Victor Hugo was active not only as a writer, he also committed his life to political activities. He joined the constituent national assembly for the Bonapartists in 1848, as well as the legislative in 1849. Just two years later Napoleon III. disempowered the national assembly and appointed himself as the new ruler - Victor Hugo was forced to go into exile to Brussels and eventually to the Channel Islands Jersey and Guernsey, where Hugo made political writings. It took some 20 years before Victor Hugo returned to Paris, where he became active in politics up until his death on 22 May, 1885.

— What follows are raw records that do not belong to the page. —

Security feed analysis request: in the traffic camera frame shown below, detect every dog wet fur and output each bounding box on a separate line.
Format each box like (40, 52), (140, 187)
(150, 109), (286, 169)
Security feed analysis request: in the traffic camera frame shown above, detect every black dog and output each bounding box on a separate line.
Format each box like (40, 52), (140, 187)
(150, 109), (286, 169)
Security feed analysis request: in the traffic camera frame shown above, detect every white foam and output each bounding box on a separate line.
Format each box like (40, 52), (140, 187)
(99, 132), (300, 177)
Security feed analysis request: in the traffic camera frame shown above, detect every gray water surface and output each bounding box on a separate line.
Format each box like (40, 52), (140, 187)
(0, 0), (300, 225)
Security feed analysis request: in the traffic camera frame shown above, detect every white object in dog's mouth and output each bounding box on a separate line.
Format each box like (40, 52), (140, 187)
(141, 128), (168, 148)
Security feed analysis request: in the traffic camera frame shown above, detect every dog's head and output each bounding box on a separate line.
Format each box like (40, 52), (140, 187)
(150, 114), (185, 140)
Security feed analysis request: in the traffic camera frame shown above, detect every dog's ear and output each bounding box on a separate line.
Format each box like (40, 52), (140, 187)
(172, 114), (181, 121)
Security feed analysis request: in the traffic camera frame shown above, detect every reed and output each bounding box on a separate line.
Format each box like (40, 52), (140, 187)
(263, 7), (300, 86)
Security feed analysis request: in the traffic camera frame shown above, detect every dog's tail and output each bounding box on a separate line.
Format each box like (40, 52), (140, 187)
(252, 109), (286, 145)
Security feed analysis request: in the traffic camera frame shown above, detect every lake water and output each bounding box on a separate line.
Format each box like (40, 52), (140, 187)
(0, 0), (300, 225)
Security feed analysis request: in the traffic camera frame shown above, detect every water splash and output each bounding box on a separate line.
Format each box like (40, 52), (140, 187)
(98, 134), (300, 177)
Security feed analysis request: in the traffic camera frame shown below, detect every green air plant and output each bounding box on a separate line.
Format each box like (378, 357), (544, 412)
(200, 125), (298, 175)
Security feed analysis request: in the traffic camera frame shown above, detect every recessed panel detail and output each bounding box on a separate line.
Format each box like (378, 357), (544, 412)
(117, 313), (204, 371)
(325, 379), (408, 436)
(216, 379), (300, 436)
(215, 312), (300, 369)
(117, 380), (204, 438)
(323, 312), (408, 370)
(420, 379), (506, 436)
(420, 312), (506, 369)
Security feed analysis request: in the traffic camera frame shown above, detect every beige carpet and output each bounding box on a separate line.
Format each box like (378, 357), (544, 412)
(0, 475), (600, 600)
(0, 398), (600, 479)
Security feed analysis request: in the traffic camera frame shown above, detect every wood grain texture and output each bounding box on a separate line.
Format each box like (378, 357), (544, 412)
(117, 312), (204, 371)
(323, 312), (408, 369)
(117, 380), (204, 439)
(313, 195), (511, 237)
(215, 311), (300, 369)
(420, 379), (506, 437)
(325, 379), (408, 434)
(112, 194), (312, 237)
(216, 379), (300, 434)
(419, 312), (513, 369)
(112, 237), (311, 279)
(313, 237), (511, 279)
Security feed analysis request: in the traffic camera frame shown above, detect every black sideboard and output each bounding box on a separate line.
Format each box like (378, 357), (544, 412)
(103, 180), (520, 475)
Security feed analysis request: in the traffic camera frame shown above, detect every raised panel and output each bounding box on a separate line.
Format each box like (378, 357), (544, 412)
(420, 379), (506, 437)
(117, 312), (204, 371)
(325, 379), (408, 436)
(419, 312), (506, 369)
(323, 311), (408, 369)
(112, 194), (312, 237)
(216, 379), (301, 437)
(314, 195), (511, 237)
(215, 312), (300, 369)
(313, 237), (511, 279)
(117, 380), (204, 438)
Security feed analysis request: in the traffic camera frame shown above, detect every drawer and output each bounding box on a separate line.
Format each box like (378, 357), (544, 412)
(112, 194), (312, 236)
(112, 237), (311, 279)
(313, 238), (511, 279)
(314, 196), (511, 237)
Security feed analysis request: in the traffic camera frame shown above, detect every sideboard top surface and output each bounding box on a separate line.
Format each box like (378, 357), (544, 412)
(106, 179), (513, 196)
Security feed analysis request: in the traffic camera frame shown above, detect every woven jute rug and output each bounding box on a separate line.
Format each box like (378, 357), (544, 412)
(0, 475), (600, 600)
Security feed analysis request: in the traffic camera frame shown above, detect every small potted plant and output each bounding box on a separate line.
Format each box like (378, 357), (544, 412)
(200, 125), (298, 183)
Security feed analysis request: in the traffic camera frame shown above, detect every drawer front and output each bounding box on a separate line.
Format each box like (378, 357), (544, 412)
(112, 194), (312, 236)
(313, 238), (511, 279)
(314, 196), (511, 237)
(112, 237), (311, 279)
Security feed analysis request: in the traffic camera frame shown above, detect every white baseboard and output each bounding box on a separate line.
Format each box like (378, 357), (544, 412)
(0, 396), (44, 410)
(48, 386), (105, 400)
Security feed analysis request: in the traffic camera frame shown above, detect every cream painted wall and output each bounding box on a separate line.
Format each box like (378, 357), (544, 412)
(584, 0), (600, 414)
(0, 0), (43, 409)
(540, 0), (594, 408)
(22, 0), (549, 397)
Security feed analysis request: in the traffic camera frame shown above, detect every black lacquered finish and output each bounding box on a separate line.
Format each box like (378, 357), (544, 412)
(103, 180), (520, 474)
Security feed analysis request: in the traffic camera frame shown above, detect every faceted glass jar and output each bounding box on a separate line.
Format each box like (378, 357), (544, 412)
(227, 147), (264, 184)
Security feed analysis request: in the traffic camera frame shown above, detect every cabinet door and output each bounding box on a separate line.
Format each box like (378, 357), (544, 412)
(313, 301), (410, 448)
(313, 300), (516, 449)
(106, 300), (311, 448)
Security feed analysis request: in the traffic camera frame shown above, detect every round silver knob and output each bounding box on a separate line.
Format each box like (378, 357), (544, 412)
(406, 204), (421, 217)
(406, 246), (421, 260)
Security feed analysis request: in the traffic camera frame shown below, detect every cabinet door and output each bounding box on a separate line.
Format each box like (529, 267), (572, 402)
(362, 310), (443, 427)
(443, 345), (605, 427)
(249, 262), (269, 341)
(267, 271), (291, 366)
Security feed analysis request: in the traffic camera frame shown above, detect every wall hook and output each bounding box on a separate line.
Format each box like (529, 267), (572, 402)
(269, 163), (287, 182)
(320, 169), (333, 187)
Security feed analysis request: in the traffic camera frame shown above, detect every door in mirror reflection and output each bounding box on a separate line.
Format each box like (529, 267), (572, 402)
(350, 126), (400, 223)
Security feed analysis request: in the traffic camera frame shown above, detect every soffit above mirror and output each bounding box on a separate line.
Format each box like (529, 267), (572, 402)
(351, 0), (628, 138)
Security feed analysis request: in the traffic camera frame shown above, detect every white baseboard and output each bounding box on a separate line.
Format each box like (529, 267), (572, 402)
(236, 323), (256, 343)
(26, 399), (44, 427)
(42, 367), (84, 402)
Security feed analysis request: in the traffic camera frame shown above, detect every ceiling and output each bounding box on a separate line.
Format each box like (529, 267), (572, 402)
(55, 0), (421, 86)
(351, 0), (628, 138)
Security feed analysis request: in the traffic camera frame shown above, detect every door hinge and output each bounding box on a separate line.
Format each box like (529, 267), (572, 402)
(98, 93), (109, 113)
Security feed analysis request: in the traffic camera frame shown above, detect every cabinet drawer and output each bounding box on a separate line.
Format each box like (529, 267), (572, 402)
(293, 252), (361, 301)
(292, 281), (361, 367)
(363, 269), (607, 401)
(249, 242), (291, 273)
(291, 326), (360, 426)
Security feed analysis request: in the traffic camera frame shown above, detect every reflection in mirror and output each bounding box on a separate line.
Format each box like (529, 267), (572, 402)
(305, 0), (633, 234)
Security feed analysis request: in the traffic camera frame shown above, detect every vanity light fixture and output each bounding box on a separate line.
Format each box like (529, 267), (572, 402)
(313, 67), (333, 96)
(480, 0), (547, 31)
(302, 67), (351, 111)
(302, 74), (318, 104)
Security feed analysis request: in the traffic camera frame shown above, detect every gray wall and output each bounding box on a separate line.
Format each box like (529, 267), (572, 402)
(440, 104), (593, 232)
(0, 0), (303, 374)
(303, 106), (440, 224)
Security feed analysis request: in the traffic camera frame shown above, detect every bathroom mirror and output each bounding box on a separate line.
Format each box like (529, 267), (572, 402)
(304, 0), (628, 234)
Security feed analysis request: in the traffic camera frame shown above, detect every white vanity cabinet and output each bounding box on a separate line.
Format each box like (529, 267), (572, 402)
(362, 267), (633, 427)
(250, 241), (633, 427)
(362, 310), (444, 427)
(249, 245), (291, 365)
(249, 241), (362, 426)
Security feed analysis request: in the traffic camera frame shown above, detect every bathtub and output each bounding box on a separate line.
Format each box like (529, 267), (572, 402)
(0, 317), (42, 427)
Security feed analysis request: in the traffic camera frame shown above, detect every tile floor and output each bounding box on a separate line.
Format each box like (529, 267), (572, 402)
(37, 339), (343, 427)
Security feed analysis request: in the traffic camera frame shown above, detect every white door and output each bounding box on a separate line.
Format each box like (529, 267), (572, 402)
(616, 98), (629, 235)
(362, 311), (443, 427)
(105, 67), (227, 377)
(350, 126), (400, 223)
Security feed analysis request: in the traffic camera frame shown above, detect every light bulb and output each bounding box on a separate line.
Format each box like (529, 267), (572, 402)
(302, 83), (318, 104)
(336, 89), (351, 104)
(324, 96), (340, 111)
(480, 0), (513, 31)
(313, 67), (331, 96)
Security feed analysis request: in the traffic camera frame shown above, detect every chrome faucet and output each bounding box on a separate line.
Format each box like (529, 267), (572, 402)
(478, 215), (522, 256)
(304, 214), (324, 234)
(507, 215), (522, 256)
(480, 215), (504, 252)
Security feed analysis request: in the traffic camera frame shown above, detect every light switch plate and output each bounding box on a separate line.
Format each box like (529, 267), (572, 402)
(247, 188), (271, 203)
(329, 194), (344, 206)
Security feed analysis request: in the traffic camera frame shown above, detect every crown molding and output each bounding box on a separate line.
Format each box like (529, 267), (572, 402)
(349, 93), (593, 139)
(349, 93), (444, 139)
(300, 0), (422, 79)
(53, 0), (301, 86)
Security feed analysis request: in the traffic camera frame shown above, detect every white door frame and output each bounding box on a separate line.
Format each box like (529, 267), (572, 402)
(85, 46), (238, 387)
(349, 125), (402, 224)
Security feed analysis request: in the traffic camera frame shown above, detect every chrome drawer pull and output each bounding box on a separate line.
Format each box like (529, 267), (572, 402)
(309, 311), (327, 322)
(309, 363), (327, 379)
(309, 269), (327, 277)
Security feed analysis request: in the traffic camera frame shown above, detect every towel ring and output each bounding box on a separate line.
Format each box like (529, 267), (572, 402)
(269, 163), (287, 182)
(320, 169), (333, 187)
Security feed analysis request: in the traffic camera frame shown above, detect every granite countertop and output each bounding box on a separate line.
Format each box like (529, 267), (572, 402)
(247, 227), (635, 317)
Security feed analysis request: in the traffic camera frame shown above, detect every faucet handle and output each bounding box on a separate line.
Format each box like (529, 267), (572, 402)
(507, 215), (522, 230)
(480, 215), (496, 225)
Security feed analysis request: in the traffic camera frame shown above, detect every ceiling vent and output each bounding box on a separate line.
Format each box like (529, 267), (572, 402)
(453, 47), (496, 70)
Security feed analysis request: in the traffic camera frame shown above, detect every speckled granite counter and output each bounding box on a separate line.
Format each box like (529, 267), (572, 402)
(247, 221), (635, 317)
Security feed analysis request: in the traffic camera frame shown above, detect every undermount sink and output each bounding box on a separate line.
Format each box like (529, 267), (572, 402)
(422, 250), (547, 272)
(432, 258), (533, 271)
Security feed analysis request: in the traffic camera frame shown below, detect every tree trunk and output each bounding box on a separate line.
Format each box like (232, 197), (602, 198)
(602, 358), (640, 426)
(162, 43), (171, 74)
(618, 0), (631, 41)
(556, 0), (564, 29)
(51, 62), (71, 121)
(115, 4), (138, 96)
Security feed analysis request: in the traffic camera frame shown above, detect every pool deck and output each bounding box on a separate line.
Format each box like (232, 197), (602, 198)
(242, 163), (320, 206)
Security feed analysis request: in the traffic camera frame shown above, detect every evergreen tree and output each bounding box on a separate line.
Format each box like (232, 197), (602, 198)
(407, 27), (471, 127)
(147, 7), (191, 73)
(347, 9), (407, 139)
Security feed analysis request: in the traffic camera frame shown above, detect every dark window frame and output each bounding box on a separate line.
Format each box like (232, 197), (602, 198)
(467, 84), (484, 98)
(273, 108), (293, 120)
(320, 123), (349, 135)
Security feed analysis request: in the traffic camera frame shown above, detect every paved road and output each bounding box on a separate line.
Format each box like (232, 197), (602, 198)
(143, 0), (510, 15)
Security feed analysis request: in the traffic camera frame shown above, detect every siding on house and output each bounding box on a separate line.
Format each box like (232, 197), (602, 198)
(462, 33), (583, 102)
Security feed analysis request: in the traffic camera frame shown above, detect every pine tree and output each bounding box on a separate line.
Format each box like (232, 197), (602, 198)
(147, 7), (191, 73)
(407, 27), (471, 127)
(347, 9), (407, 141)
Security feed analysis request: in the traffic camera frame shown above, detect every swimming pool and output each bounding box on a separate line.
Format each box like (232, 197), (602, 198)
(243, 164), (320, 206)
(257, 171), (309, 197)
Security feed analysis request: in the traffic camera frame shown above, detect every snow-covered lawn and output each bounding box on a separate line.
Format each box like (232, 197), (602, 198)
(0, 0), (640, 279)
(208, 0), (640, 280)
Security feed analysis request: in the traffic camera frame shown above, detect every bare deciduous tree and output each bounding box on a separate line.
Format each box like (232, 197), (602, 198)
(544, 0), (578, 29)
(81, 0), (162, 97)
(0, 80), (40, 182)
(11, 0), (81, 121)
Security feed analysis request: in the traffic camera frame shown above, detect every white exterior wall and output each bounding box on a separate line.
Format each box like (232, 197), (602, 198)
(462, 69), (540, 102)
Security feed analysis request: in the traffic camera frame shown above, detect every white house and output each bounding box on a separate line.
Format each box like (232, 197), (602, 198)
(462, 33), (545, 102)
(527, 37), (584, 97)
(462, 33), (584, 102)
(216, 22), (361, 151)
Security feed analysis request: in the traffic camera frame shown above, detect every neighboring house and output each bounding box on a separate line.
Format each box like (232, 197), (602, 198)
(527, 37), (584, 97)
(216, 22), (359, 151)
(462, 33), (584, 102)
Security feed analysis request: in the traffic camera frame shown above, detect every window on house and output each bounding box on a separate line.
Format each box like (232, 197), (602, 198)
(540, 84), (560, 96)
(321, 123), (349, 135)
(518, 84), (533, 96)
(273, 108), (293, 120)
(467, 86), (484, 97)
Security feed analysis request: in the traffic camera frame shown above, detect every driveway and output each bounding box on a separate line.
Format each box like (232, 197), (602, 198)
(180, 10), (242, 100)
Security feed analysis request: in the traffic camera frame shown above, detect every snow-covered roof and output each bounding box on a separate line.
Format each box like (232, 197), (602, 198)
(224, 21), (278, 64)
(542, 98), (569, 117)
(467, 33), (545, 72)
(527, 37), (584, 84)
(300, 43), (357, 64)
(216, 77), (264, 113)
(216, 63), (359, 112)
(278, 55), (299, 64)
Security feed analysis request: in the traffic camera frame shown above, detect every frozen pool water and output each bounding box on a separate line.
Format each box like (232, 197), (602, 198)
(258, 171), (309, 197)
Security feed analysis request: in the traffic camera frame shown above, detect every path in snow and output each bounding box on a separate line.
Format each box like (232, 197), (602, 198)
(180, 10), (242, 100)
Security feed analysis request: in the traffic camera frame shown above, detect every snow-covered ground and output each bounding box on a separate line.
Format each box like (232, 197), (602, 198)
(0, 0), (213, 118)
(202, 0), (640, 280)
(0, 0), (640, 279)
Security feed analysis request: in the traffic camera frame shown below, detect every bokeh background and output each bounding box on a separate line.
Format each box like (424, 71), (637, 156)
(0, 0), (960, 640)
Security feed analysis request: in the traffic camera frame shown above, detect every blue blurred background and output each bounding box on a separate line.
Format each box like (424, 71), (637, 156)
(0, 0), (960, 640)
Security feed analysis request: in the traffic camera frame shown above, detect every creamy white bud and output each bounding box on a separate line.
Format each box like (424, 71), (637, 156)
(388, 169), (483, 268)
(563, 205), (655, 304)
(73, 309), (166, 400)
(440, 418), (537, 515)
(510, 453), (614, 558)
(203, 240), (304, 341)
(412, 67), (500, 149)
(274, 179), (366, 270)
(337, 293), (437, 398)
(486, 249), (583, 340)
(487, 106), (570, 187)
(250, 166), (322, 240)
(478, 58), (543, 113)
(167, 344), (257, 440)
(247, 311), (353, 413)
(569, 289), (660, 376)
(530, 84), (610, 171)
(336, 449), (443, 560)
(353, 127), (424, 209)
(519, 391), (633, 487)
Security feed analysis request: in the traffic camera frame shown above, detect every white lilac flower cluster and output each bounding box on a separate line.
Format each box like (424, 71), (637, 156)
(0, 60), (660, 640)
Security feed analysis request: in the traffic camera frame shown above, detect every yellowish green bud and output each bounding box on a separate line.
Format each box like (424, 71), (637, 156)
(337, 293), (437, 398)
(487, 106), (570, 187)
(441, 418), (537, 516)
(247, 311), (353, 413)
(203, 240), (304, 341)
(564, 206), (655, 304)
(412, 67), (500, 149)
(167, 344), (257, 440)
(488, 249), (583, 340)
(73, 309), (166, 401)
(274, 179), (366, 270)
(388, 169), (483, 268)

Victor Hugo achieved literary merits from an early point on. A collection of his poems ("Odes et poésies diverses") was published as early as in 1822. The historic verse drama "Cromwell" (1827) made Victor Hugo an intellectual giant within the school of romantic poets, as the preface, the so-called "Préface de Cromwell", was celebrated as a revelation of new aesthetics in literature. Its guiding ideas characterized the following historical dramas "Marion de Lorme" (1829) and "Hernani ou l’Honneur Castillan" (1830). Particularly the latter led to strong disputes between the conservative and the romantic camp represented by Théophile Gautier. The play "Ruy Blas" from 1838, expresses the new aesthetics, which turned away from an ideal concept of beauty.
In exile he wrote the novel "Les Misérables", which was published in 1862 with illustrations by Émile Bayard. "Les Misérables" and "The Hunchback of Notre-Dame" (released in 1831 under the title "Notre-Dame de Paris") count among Victor Hugo's most popular works up until the present day.